# Free make-up industry seminars - New York City



## archangeli (Mar 19, 2005)

I was at the USITT Stage Expo today and one of the booths was makeupschool.com

I checked out their website and their New York school is offering some free seminars this spring. 

http://www.mud.edu/seminars.html

Hope someone finds this info useful


----------



## mrsdivajen (Mar 20, 2005)

if ONLY I lived in NY!! I've been looking everywhere for good makeup seminars!


----------



## PnkCosmo (Mar 28, 2005)

Quote:

   Originally Posted by *mrsdivajen* 
_if ONLY I lived in NY!! I've been looking everywhere for good makeup seminars!_

 
No kidding!!

Too far for me.


----------



## archangeli (Apr 2, 2005)

Does anyone here watch America's Next Top Model??!!! 
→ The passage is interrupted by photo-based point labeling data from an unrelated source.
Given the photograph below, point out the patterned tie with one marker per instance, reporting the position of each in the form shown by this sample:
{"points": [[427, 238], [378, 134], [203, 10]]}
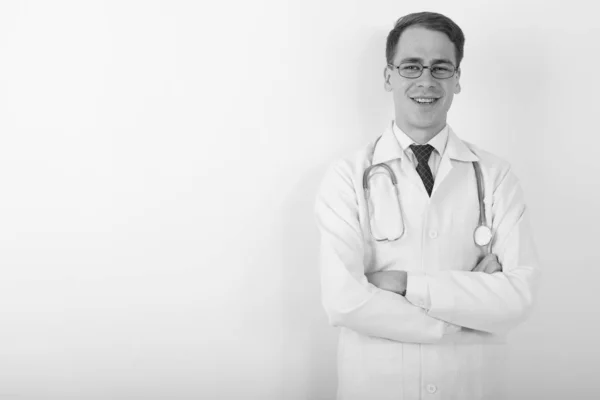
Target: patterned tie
{"points": [[422, 152]]}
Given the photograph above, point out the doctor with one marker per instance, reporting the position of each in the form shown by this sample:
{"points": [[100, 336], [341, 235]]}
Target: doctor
{"points": [[423, 310]]}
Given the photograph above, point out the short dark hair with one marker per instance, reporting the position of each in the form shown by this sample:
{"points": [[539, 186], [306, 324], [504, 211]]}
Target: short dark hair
{"points": [[431, 21]]}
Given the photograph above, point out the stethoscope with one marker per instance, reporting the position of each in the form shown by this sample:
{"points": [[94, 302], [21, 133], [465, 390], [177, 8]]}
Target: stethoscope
{"points": [[482, 235]]}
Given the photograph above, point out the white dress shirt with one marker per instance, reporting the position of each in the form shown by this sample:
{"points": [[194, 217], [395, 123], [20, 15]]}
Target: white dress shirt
{"points": [[438, 142], [396, 347]]}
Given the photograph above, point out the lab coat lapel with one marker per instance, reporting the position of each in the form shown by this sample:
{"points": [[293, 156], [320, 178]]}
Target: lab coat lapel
{"points": [[388, 149], [443, 170], [456, 150]]}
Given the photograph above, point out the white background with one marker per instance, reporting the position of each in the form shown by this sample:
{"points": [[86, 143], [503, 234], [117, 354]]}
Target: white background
{"points": [[159, 161]]}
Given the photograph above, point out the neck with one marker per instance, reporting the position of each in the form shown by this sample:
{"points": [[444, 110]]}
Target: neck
{"points": [[421, 135]]}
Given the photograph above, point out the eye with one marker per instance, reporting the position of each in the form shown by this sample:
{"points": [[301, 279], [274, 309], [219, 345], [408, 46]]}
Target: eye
{"points": [[410, 67], [441, 68]]}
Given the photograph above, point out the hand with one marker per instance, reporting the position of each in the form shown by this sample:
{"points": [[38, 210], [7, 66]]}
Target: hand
{"points": [[392, 281], [489, 264]]}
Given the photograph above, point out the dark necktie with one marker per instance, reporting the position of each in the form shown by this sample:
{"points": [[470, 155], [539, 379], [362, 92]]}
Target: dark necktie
{"points": [[422, 152]]}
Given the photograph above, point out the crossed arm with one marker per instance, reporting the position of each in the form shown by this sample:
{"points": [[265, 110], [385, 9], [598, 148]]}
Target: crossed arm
{"points": [[493, 297]]}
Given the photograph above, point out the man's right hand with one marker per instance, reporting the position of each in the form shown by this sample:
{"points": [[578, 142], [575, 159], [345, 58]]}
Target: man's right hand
{"points": [[489, 264]]}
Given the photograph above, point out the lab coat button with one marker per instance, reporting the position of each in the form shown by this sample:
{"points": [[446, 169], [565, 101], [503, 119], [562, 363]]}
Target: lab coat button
{"points": [[431, 388]]}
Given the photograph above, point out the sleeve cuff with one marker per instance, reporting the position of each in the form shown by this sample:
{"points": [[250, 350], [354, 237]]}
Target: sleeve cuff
{"points": [[417, 290]]}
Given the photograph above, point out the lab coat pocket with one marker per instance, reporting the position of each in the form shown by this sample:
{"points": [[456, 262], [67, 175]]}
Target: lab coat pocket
{"points": [[386, 220]]}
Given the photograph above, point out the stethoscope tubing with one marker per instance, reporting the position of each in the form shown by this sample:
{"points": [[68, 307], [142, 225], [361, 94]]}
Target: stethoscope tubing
{"points": [[482, 226]]}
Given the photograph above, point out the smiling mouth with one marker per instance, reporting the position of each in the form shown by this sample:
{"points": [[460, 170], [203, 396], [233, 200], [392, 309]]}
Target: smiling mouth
{"points": [[424, 100]]}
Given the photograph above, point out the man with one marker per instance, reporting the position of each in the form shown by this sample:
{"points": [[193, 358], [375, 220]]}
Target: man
{"points": [[423, 309]]}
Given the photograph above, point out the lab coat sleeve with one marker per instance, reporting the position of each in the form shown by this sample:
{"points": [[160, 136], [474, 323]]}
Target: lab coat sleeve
{"points": [[348, 298], [495, 302]]}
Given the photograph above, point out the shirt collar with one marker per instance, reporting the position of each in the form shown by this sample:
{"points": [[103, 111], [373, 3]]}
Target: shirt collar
{"points": [[388, 147], [438, 141]]}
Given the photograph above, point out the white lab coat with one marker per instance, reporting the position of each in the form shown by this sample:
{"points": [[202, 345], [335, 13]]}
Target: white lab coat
{"points": [[447, 338]]}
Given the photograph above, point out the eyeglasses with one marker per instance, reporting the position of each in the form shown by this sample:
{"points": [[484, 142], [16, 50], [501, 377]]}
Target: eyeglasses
{"points": [[415, 70]]}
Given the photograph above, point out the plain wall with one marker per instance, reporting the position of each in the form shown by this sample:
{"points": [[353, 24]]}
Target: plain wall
{"points": [[159, 161]]}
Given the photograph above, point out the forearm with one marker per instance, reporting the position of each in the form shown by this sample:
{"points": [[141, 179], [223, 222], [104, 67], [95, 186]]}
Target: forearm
{"points": [[478, 300], [383, 314]]}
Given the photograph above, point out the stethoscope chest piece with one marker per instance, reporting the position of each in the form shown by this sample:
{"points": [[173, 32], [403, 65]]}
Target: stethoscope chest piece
{"points": [[482, 235]]}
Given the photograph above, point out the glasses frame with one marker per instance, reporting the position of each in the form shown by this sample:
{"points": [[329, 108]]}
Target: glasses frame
{"points": [[423, 68]]}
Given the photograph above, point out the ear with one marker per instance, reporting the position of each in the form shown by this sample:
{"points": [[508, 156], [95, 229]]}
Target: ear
{"points": [[387, 76], [457, 85]]}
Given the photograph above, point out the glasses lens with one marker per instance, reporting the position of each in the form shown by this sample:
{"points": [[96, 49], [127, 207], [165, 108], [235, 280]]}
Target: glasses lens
{"points": [[410, 70], [442, 71]]}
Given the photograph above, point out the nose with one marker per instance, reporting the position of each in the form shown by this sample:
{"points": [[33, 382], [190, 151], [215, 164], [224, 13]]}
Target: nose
{"points": [[426, 79]]}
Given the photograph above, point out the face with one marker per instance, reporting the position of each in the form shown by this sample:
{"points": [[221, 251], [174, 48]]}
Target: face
{"points": [[435, 95]]}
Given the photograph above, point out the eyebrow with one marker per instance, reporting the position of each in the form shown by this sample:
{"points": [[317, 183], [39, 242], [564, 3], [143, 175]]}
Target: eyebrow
{"points": [[420, 60]]}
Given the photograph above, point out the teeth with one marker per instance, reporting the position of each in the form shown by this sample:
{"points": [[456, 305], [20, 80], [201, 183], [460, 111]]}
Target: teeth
{"points": [[422, 100]]}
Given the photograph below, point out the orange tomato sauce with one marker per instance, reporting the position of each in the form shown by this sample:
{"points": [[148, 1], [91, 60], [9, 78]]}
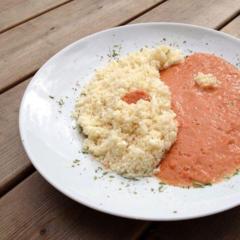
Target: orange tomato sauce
{"points": [[134, 96], [208, 143]]}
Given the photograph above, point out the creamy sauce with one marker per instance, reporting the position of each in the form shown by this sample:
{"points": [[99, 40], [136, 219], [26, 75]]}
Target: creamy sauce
{"points": [[208, 142]]}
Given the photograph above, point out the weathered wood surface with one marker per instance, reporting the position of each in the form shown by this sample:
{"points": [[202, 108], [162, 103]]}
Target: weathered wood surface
{"points": [[29, 45], [34, 210], [14, 12], [222, 226]]}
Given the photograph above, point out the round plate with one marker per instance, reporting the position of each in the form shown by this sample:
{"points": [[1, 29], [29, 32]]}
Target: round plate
{"points": [[54, 146]]}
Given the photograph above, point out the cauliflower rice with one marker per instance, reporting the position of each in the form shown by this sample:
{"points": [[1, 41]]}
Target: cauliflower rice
{"points": [[130, 139]]}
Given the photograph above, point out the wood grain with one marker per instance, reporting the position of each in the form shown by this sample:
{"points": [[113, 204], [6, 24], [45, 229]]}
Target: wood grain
{"points": [[29, 45], [223, 226], [209, 13], [13, 160], [233, 27], [14, 12], [34, 210]]}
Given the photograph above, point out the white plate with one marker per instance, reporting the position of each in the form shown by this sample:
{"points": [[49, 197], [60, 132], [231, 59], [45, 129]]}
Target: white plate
{"points": [[52, 144]]}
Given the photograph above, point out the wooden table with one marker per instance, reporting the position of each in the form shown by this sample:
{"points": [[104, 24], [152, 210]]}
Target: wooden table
{"points": [[31, 31]]}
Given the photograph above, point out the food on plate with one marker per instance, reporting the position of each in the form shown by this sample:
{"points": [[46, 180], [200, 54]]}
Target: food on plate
{"points": [[125, 112], [206, 80], [155, 112], [207, 148]]}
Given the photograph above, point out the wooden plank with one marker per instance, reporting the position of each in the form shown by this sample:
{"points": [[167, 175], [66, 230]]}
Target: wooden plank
{"points": [[40, 38], [223, 226], [209, 13], [14, 12], [233, 27], [13, 160], [34, 210]]}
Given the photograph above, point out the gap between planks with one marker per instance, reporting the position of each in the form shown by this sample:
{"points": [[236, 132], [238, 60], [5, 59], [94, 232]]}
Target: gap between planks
{"points": [[48, 32], [92, 10], [13, 25]]}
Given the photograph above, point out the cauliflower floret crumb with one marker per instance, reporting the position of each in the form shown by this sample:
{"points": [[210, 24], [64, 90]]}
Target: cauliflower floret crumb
{"points": [[129, 137]]}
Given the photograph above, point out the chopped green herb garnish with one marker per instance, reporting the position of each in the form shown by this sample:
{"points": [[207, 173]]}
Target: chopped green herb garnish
{"points": [[236, 172], [85, 151], [60, 102], [160, 188], [76, 161]]}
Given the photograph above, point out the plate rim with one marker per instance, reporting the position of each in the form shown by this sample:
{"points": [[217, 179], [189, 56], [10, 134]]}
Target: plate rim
{"points": [[85, 203]]}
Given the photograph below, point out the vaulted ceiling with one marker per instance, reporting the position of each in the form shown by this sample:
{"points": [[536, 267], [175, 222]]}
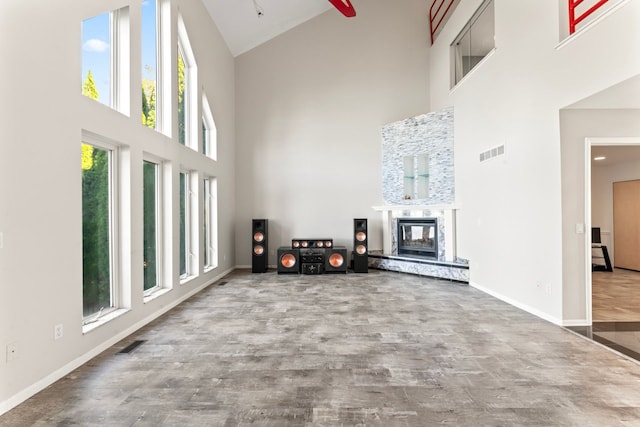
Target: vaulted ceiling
{"points": [[245, 24]]}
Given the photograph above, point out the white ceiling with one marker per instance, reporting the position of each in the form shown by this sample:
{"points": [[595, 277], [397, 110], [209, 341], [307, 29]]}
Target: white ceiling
{"points": [[243, 29]]}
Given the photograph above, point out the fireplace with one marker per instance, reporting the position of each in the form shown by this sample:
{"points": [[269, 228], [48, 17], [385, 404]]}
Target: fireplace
{"points": [[418, 237]]}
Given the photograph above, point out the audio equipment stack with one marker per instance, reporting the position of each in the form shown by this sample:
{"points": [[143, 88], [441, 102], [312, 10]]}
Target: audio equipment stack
{"points": [[312, 256]]}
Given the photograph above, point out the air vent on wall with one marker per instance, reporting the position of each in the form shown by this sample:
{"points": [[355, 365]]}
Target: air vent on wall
{"points": [[490, 154]]}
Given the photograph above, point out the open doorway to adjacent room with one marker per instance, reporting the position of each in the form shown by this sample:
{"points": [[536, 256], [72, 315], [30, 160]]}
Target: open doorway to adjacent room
{"points": [[614, 245]]}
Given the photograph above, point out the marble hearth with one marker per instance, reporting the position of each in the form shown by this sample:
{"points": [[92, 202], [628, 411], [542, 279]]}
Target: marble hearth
{"points": [[446, 266]]}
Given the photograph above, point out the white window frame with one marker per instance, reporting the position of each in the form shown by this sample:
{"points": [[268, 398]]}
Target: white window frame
{"points": [[160, 168], [191, 85], [191, 219], [456, 58], [114, 228], [210, 133], [210, 213]]}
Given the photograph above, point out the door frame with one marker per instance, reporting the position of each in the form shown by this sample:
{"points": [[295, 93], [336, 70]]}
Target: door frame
{"points": [[591, 142]]}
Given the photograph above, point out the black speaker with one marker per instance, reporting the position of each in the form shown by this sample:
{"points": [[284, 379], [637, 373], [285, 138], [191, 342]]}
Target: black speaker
{"points": [[360, 243], [259, 248], [335, 260], [288, 260]]}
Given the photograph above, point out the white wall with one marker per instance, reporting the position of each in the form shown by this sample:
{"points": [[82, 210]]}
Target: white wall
{"points": [[43, 113], [310, 108], [510, 219]]}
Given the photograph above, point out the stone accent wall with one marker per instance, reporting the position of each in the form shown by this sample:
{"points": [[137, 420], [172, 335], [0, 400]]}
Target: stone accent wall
{"points": [[430, 133]]}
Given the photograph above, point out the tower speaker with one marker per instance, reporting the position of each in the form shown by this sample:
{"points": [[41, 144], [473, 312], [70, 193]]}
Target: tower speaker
{"points": [[259, 248], [360, 244], [288, 260], [335, 260]]}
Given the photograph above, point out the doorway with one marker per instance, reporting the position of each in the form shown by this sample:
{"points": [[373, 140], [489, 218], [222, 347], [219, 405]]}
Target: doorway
{"points": [[614, 303]]}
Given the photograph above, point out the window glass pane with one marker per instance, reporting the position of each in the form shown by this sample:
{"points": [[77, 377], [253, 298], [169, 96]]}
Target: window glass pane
{"points": [[184, 232], [182, 101], [96, 58], [149, 62], [150, 224], [96, 241], [207, 222]]}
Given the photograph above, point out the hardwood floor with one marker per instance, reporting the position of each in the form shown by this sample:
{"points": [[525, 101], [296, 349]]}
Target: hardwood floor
{"points": [[616, 296]]}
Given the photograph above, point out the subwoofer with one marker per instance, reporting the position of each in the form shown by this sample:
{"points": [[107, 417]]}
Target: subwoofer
{"points": [[360, 244], [259, 247], [335, 260], [288, 260]]}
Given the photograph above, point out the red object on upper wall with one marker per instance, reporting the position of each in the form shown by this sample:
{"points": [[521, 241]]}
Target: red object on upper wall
{"points": [[575, 18], [345, 7]]}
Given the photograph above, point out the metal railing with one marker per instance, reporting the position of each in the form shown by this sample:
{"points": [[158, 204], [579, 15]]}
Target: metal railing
{"points": [[435, 19]]}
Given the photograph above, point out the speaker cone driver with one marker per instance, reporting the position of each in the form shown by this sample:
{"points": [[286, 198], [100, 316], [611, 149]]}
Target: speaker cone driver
{"points": [[288, 260], [336, 260]]}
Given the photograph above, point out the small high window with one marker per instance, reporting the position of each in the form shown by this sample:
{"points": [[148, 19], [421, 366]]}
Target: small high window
{"points": [[105, 59], [209, 131], [474, 42], [187, 91]]}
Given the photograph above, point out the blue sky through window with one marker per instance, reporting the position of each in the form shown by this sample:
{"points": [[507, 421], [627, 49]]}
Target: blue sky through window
{"points": [[96, 54], [97, 45]]}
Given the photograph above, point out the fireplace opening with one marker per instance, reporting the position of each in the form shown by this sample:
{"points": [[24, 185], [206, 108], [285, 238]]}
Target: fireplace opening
{"points": [[418, 237]]}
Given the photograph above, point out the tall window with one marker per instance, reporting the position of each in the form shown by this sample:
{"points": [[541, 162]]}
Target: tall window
{"points": [[151, 225], [209, 131], [185, 226], [149, 62], [474, 42], [105, 59], [210, 231], [187, 94], [98, 223]]}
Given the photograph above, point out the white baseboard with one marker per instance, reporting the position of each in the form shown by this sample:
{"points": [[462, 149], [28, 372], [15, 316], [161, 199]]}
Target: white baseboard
{"points": [[45, 382], [519, 305]]}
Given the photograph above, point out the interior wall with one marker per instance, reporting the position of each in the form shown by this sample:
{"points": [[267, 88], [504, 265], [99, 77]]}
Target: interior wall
{"points": [[602, 179], [310, 107], [510, 222], [43, 114]]}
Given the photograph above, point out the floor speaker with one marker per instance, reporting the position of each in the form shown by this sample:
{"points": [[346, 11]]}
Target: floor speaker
{"points": [[335, 260], [360, 244], [259, 248], [288, 260]]}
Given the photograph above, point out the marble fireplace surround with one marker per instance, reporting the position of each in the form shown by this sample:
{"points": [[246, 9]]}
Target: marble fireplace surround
{"points": [[446, 266], [431, 135]]}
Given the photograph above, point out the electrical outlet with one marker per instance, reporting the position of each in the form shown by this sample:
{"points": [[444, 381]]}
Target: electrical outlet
{"points": [[58, 332], [12, 351]]}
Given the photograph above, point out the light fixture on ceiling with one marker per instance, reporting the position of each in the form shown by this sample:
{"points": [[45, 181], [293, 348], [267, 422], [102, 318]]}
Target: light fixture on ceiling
{"points": [[259, 9]]}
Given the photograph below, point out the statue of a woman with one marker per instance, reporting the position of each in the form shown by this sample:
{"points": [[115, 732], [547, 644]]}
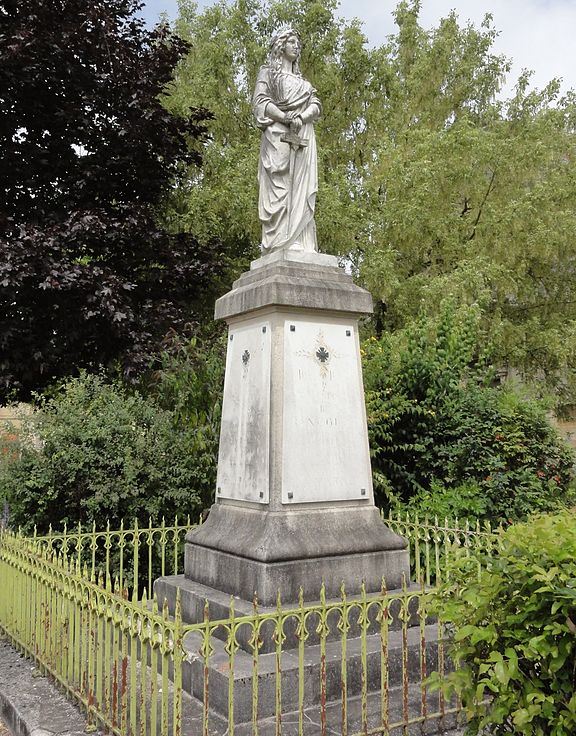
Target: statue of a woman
{"points": [[286, 107]]}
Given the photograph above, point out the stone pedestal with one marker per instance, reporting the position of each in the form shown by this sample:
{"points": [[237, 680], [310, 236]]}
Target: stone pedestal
{"points": [[294, 501]]}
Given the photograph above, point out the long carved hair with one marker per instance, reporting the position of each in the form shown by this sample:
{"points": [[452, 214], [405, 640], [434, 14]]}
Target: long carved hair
{"points": [[277, 45]]}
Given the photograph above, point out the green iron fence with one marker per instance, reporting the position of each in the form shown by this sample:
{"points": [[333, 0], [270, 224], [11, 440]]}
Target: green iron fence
{"points": [[356, 665], [137, 555]]}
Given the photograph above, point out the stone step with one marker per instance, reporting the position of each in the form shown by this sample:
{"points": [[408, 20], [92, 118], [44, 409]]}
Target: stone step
{"points": [[193, 597], [405, 666]]}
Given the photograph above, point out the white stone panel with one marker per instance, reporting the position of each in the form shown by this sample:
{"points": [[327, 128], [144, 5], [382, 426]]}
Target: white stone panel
{"points": [[325, 442], [243, 460]]}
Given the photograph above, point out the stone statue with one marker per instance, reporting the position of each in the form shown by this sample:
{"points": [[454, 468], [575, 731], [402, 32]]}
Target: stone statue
{"points": [[285, 106]]}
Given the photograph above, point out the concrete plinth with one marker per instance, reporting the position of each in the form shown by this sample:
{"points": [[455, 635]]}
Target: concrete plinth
{"points": [[294, 501], [248, 553]]}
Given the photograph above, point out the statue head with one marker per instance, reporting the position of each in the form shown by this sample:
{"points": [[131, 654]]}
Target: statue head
{"points": [[278, 46]]}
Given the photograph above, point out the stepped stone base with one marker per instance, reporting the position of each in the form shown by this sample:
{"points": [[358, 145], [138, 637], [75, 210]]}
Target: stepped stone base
{"points": [[193, 598], [248, 553]]}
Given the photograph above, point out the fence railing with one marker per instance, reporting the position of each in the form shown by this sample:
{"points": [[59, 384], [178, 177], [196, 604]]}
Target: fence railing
{"points": [[356, 665], [134, 556]]}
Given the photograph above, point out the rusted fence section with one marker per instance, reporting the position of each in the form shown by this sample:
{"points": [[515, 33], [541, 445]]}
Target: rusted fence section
{"points": [[356, 665], [137, 555]]}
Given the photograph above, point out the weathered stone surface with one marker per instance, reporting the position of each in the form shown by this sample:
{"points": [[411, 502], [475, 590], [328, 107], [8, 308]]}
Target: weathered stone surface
{"points": [[246, 578], [287, 282], [194, 596], [268, 536]]}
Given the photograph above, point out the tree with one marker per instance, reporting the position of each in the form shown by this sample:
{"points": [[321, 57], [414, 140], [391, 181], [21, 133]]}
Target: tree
{"points": [[87, 275], [429, 184]]}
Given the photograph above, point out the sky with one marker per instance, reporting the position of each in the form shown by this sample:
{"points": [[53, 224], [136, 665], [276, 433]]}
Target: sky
{"points": [[534, 34]]}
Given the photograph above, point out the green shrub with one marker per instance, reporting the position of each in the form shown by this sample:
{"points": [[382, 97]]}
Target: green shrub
{"points": [[514, 631], [441, 428], [104, 452]]}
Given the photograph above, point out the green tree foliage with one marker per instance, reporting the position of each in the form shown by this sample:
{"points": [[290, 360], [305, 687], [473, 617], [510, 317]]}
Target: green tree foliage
{"points": [[87, 277], [514, 625], [95, 451], [445, 438], [428, 184]]}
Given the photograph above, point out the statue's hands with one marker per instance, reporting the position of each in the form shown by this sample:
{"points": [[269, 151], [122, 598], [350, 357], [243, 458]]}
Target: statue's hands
{"points": [[296, 124]]}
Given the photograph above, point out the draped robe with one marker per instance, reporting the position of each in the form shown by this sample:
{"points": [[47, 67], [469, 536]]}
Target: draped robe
{"points": [[288, 179]]}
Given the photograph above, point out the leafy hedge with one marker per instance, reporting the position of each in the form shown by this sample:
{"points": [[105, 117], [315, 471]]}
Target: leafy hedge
{"points": [[96, 451], [514, 628], [446, 438]]}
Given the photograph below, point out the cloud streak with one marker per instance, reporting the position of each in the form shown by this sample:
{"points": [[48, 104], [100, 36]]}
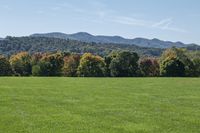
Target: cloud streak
{"points": [[100, 13]]}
The girls visited the MUD on last week's episode. I actually met the education director (the guy helping Mr. Jay) - Paul. He was at the convention *points to my first post* Teehee... was a tad surprised since when I was talking to him I though he was just a rep or seomthing.


----------



## lenjhn (Apr 8, 2005)

I wish things like this would start being held in Atlanta!  Us southerners enjoy makeup too.


----------